4.     Penggunaan Dana Bank Syari’ah
            Tampak jelas bahwa keberadaan lembaga keuangan dalam islam sangatlah vital karena kegiatan bisnis dan roda ekonomi tidak akan berjalan tampanya. Dalam bank syariah terdapat bagaimana cara bank mengelola dan menggunakan dana, yaitu:
a.      Earning Asets
·       Mudharabah, bank dapat menyediakan pembiayaan modal investasi atau modal kerja, hingga 100%, sedangkan nasabah menyediakan usaha dan manajemennya. Bagi hasil keuntungan melalui perjanjian yeng sesuai dengan porsinya atau disebut Nisbah.
·       Salam, pembiayaan kepada nasabah untuk membuat barang tertentu atau pesanan pihak-pihak lain atau pembeli. Bank memberikan dana pembiayaannya di awal untuk membuat barang tersebut setelah adanya kesepakatan tentang harga jual kepada pembeli. Barang yang akan dibeli berada dalam tanggungan nasabah dengan ciri-ciri yang telah ditentukan.
·       Istisna’, pembiayaan kepada nasabah yang terlebih dahulu memesan barang kepada bank atau produsen lain dengan kriteria tertentu , kemudian nasabah dan bank membuat perjanjian yank mengikat tentang harga jual dan cara pembayarannya.
·       Murabahah, pembiayaan barang local ataupun internasional. Pembelian ini dapat diaplikasikan untuk modal kerja dan pembiayaan investasi baik jangka panjang maupun jangka pendek. Bank mendapat keuntungan dari harga barang yang dinaikan.
·       Musyarakah, pembiayaan sebagian dari modal usaha keseluruhan, dimana pihak bank akan dilibatkan dalam proses manajemen dan pembagian pembagian keuntungan berdasarkan kesepakatan.[5])
b.     Non Earning Assets
·       Aktiva dalam Bentuk Tunai (Cash Assets)
            Aktiva dalam bentuk tunai (cash assets), yaitu terdiri dari uang         tunai dalam vault, cadangan likuiditas (primary reserve) yang       harus dipelihara pada bank sentral, giro pada bank dan item-item     tunai lain yang masih dalam proses penagihan. Dari cash assets ini           bank tidak memperoleh penghasilan, dan kalaupun ada sangat kecil        dan tidak berarti. Namun demikian, investasi pada cash assets adalah penting untuk mendukung fungsi simpanan dalam bank, dan     dalam beberapa hal juga diperlukan untuk memenuhi kebutuhan        layanan dari bank koresponden yang berkaitan dengan pembiayaan        investasi.
·       Pinjaman (qard), adalah salah satu kegiatan bank dalam mewujudkan tanggung jawab sosialnya sesuai dengan ajaran islam. Untuk kegiatan ini bank tidak memperoleh penghasilan karena bank dilarang untuk menerima imbalan apapun dari penerima qard.
·       Penanaman dana dalam aktiva tetap dan inventaris (premises and equipment), penanaman dana dalam bentuk ini juga tidak menghasilkan pendapatan bagi bank, tetapi merupakan kebutuhan bank untuk memfasilitasi pelaksanaan fungsi kegiatannya. Fasilitas ini terdiri dari bangunan gedung, kendaraan dan peralatan lainnya yang dipakai oleh bank dalam rangka menyediakan pelayanannya kepada nasabahnya.
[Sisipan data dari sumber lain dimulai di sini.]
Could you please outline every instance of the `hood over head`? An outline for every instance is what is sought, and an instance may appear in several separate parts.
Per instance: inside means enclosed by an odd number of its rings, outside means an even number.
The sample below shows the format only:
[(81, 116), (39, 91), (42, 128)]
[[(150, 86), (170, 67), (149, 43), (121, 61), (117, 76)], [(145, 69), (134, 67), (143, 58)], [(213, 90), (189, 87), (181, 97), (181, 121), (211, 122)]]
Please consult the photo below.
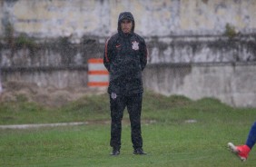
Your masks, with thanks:
[(131, 33), (133, 33), (134, 27), (135, 27), (135, 22), (134, 22), (133, 15), (133, 14), (131, 12), (122, 12), (119, 15), (118, 25), (117, 25), (118, 33), (122, 33), (122, 30), (121, 30), (121, 21), (123, 20), (123, 19), (131, 20), (133, 22), (133, 27), (132, 27), (132, 32)]

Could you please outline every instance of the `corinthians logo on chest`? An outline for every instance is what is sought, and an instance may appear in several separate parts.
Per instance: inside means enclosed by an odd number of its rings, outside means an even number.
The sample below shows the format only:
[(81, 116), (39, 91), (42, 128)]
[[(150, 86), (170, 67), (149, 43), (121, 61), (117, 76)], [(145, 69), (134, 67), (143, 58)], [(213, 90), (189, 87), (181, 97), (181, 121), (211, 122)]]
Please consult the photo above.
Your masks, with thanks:
[(132, 48), (135, 51), (139, 50), (139, 43), (137, 41), (132, 42), (133, 45)]

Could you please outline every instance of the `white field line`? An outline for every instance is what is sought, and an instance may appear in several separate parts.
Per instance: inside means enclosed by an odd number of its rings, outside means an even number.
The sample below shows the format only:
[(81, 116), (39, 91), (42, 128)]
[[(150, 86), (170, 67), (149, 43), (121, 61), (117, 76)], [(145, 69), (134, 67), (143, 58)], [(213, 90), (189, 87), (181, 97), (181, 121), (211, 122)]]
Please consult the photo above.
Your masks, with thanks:
[(0, 125), (0, 129), (28, 129), (28, 128), (41, 128), (41, 127), (55, 127), (55, 126), (69, 126), (69, 125), (83, 125), (88, 124), (87, 122), (84, 123), (45, 123), (45, 124), (12, 124), (12, 125)]

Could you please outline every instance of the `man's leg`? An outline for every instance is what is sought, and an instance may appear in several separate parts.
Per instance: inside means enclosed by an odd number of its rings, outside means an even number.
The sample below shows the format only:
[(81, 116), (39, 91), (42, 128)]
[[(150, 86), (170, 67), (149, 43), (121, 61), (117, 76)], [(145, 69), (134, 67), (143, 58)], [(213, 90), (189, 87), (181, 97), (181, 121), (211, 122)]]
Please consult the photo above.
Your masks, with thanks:
[(247, 138), (246, 145), (248, 145), (250, 149), (252, 149), (255, 142), (256, 142), (256, 122), (254, 122), (253, 125), (251, 128), (251, 131)]
[(241, 161), (244, 162), (247, 160), (251, 150), (255, 144), (255, 142), (256, 142), (256, 122), (253, 123), (253, 125), (251, 128), (245, 145), (234, 145), (232, 142), (229, 142), (228, 147), (231, 150), (231, 152), (237, 154)]
[(143, 138), (141, 131), (143, 93), (133, 94), (127, 99), (127, 110), (130, 116), (132, 128), (132, 142), (133, 149), (143, 148)]
[[(110, 95), (110, 109), (111, 109), (111, 140), (110, 145), (113, 152), (120, 152), (121, 148), (121, 133), (122, 133), (122, 119), (125, 102), (123, 96)], [(119, 153), (118, 153), (119, 154)]]

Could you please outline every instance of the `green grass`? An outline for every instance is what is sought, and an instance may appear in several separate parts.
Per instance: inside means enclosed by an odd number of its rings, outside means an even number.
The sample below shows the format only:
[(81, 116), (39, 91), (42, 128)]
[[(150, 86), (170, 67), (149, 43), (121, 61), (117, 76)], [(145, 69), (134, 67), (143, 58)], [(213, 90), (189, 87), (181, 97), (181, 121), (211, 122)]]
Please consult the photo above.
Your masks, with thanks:
[[(143, 123), (148, 155), (133, 155), (129, 123), (123, 124), (118, 157), (109, 155), (109, 124), (8, 129), (0, 130), (0, 166), (255, 166), (254, 150), (241, 162), (226, 148), (228, 142), (244, 143), (255, 115), (256, 109), (232, 108), (216, 99), (146, 93), (143, 119), (154, 120)], [(109, 119), (106, 94), (85, 96), (61, 108), (44, 108), (24, 98), (0, 105), (0, 124)]]

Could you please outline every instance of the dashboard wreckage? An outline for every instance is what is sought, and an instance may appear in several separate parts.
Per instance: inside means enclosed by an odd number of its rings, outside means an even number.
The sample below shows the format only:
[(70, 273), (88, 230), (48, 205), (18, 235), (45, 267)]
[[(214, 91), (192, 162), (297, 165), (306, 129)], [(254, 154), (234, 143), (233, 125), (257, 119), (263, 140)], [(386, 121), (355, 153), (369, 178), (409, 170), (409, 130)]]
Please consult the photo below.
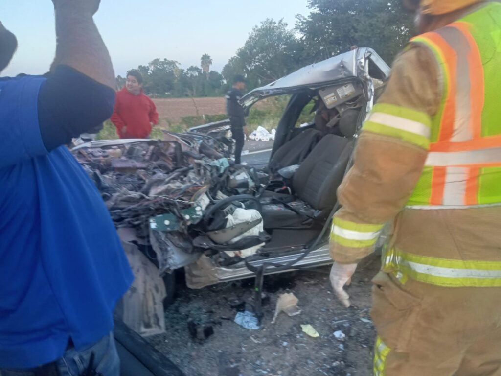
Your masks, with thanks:
[[(177, 269), (184, 268), (191, 288), (256, 276), (259, 294), (265, 274), (332, 262), (336, 190), (389, 71), (375, 51), (358, 48), (242, 97), (246, 109), (269, 97), (290, 97), (264, 167), (234, 164), (228, 121), (182, 134), (164, 131), (162, 140), (73, 148), (136, 276), (118, 308), (126, 323), (143, 335), (164, 329), (162, 302), (171, 297), (169, 277)], [(314, 118), (298, 124), (305, 108)], [(255, 301), (259, 317), (261, 299)]]

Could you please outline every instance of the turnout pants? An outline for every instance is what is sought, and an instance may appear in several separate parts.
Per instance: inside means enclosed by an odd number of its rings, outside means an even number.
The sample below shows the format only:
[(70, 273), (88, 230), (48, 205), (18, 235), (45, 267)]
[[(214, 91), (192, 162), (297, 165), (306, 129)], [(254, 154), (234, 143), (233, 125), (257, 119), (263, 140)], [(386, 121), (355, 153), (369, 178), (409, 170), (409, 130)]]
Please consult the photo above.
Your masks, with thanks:
[(245, 126), (243, 118), (232, 116), (230, 118), (231, 124), (231, 138), (235, 140), (235, 164), (240, 164), (242, 149), (245, 142), (245, 136), (243, 133), (243, 127)]
[(375, 376), (501, 376), (501, 288), (373, 283)]

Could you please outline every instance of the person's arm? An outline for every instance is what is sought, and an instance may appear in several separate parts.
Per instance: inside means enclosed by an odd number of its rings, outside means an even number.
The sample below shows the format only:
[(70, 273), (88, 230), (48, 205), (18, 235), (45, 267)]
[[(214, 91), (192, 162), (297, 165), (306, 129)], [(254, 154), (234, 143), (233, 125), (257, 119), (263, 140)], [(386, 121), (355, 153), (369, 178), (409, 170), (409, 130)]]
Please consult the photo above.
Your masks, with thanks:
[(148, 98), (150, 100), (150, 112), (148, 113), (148, 116), (150, 118), (150, 122), (152, 124), (156, 125), (158, 124), (158, 113), (156, 110), (156, 106), (155, 105), (155, 103), (151, 100), (150, 98)]
[(57, 45), (51, 66), (67, 65), (112, 90), (115, 73), (93, 16), (100, 0), (53, 0)]
[(395, 61), (384, 93), (358, 139), (354, 164), (338, 190), (331, 253), (356, 263), (374, 251), (385, 224), (405, 206), (428, 154), (431, 116), (440, 103), (438, 66), (425, 47)]
[(431, 117), (442, 88), (438, 66), (423, 46), (397, 58), (355, 151), (355, 163), (338, 190), (342, 206), (333, 221), (330, 279), (349, 307), (343, 286), (357, 264), (372, 253), (386, 223), (402, 209), (417, 183), (428, 154)]
[(53, 0), (57, 45), (40, 88), (40, 133), (48, 151), (108, 119), (115, 102), (111, 60), (93, 16), (99, 0)]
[(0, 83), (0, 168), (46, 154), (113, 110), (114, 74), (92, 20), (99, 1), (54, 5), (58, 41), (51, 73)]
[(117, 96), (117, 100), (115, 102), (115, 107), (113, 108), (113, 113), (112, 114), (110, 120), (117, 128), (117, 131), (120, 134), (120, 132), (124, 132), (126, 130), (127, 124), (124, 119), (122, 118), (120, 113), (120, 97)]

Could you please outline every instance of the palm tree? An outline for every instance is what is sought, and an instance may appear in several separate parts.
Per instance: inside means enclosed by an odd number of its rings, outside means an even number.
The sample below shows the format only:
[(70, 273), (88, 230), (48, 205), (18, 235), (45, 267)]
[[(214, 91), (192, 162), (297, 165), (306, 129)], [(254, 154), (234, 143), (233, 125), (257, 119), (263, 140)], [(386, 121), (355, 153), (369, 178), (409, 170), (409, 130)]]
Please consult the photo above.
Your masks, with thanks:
[(212, 59), (207, 54), (204, 54), (200, 58), (200, 64), (204, 73), (208, 73), (210, 70), (210, 65), (212, 63)]

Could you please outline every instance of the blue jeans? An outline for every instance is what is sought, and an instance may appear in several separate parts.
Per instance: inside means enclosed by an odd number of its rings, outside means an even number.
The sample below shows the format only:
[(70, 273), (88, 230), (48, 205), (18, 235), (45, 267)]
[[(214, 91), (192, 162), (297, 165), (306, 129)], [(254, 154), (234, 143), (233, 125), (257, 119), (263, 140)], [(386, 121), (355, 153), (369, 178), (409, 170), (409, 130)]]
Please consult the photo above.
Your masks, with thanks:
[[(63, 357), (55, 362), (55, 374), (48, 376), (80, 376), (87, 370), (91, 354), (94, 353), (94, 369), (102, 376), (120, 376), (120, 361), (117, 352), (112, 333), (103, 337), (98, 342), (80, 351), (70, 348)], [(1, 370), (0, 376), (35, 376), (33, 370)]]

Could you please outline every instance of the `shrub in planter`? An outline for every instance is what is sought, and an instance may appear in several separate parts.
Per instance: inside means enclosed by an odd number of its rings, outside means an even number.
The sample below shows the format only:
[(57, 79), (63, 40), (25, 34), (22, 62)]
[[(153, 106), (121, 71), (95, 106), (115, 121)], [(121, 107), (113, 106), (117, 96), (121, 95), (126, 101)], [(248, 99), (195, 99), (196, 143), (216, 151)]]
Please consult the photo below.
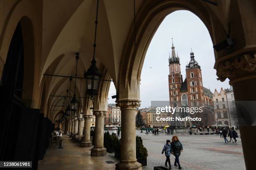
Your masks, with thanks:
[(143, 145), (141, 138), (136, 136), (136, 158), (138, 162), (141, 163), (142, 166), (146, 166), (148, 156), (148, 150)]

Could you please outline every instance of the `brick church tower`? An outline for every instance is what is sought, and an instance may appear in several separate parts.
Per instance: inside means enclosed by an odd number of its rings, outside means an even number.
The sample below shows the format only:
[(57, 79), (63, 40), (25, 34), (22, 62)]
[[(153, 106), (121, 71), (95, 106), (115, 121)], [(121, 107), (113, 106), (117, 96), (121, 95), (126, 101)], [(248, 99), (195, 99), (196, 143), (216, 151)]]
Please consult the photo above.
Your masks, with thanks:
[[(183, 81), (181, 74), (179, 58), (175, 54), (172, 43), (172, 56), (169, 55), (169, 97), (171, 107), (200, 107), (203, 112), (194, 115), (181, 113), (182, 117), (191, 116), (202, 118), (200, 122), (173, 122), (172, 126), (211, 125), (215, 120), (212, 93), (202, 85), (201, 67), (195, 59), (194, 52), (190, 52), (190, 60), (186, 66), (186, 78)], [(174, 113), (174, 115), (177, 113)], [(173, 116), (175, 115), (173, 115)], [(183, 124), (183, 125), (182, 124)]]
[(180, 64), (179, 58), (177, 54), (175, 54), (175, 47), (172, 47), (172, 57), (169, 54), (169, 96), (170, 105), (173, 106), (173, 104), (175, 102), (180, 102), (179, 90), (183, 82), (182, 77), (180, 71)]

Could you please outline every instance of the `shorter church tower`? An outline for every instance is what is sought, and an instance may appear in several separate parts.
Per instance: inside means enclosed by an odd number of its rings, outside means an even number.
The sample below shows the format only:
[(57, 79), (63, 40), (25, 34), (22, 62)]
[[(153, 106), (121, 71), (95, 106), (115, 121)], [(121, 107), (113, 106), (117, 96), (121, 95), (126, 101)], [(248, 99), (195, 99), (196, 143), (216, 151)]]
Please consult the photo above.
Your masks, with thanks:
[(176, 103), (178, 106), (180, 105), (179, 89), (182, 82), (182, 78), (180, 71), (179, 58), (175, 54), (173, 42), (172, 47), (172, 56), (169, 54), (169, 96), (170, 105), (174, 106)]
[[(192, 51), (192, 50), (191, 50)], [(190, 61), (186, 66), (186, 75), (190, 106), (203, 105), (203, 86), (201, 67), (195, 59), (194, 52), (190, 52)]]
5.     Sumber dan Alokasi Pendapatan
            Dana yang telah diperoleh bank akan dialokasikan untuk menghasilkan pendapatan. Dari pendapatan tersebut, kemudian didistribusikan kepada para nasabah penyimpan. Dalam hal ini perlu dipertimbangkan sumber-sumber pendapatan yang diperoleh bank syariah.[6])
a.      Sumber pendapatan bank syariah
      Sesuai dengan akad-akad penyaluran pembiayaan di bank syariah, maka hasil penyaluran dana tersebut dapat memberikan pendapatan bank. Hal ini dikatakan sebagai sumber-sumber pendapatan bank syariah. Dengan demikian, sumber pendapatan bank syariah dapat diperoleh dari:
·       Bagi hasil atas kontrak mudharabah dan kontrak musyarakah;
·       Keuntungan atas kontrak  jual-beli (al bai’);
·       Hasil sewa atas kontrak ijarah dan ijarah wa iqtina; dan
·       Fee dan biaya administrasi atas jasa-jasa lainnya.
b.     Pembagian keuntungan (profit distribution)
      Pendapatan-pendapatan yang dihasilkan dari kontrak pembiayaan, setelah dikurangi dengan biaya-biaya operasional, harus dibagi atau didistribusikan antara bank dengan para penyandang dana, yaitu nasabah investasi, para penabung, dan para pemegang saham sesuai dengan nisbah bagi-hasil yang diperjanjikan. Berdasarkan kesepakatan mengenai nisbah bagi-hasil antara bank dengan para nasabah tersebut, bank akan mengalokasikan penghasilannya dengan tahap-tahapp sebagai berikut:
·       Tahap pertama bank menetapkan jumlah relatif masing-masing dana simpanan yang berhak atas bagi-hasil usaha bank menurut tipenya dengan cara membagi setiap tipe dana-dana dengan seluruh jumlah dana-dana yang ada pada bank dikalikan 100%
·       Tahap kedua bank menetapkan jumlah pendapatan bagi hasil bagi masing-masing tipe dengan cara mengalikan persentase dari masing-masing dana simpanan dengan jumlah pendapatan bank.
·       Tahap ketiga bank menetapkan porsi bagi-hasil untuk masing-masing tipe dana simpanan sesuai dengan nisbah yang diperjanjikan.
·       Tahap keempat bank harus menghitung jumlah relatif biaya operasional terhadap volume dana, kemudian mendistribusikan beban tersebut sesuai dengan porsi dana dari masing-masing tipe simpanan.
·       Tahap kelima bank mendistribusikan bagi hasil untuk setiap pemegang rekening menurut tipe simpanannya sebanding dengan jumlah simpanannya.













BAB III
PENUTUP

A.    KESIMPULAN
            Manajemen dana bank syari’ah adalah upaya yang dilakukan oleh lembaga bank syari’ah dalam mengelola atau mengatur posisi dana yang diterima dari aktifitas Funding untuk disalurkan kapada aktifitas Financing, dengan harapan bank yang bersangkutan tetap mampu memenuhi kriteria-kriteria likuiditas, rentabilitas dan solvabilitas. Dalam menjalankan aktivitas tersebut bank syaria’ah harus menjalankan sesuai dengan pengumpulan dan penyaluran dana berdasarkan prinsip islam.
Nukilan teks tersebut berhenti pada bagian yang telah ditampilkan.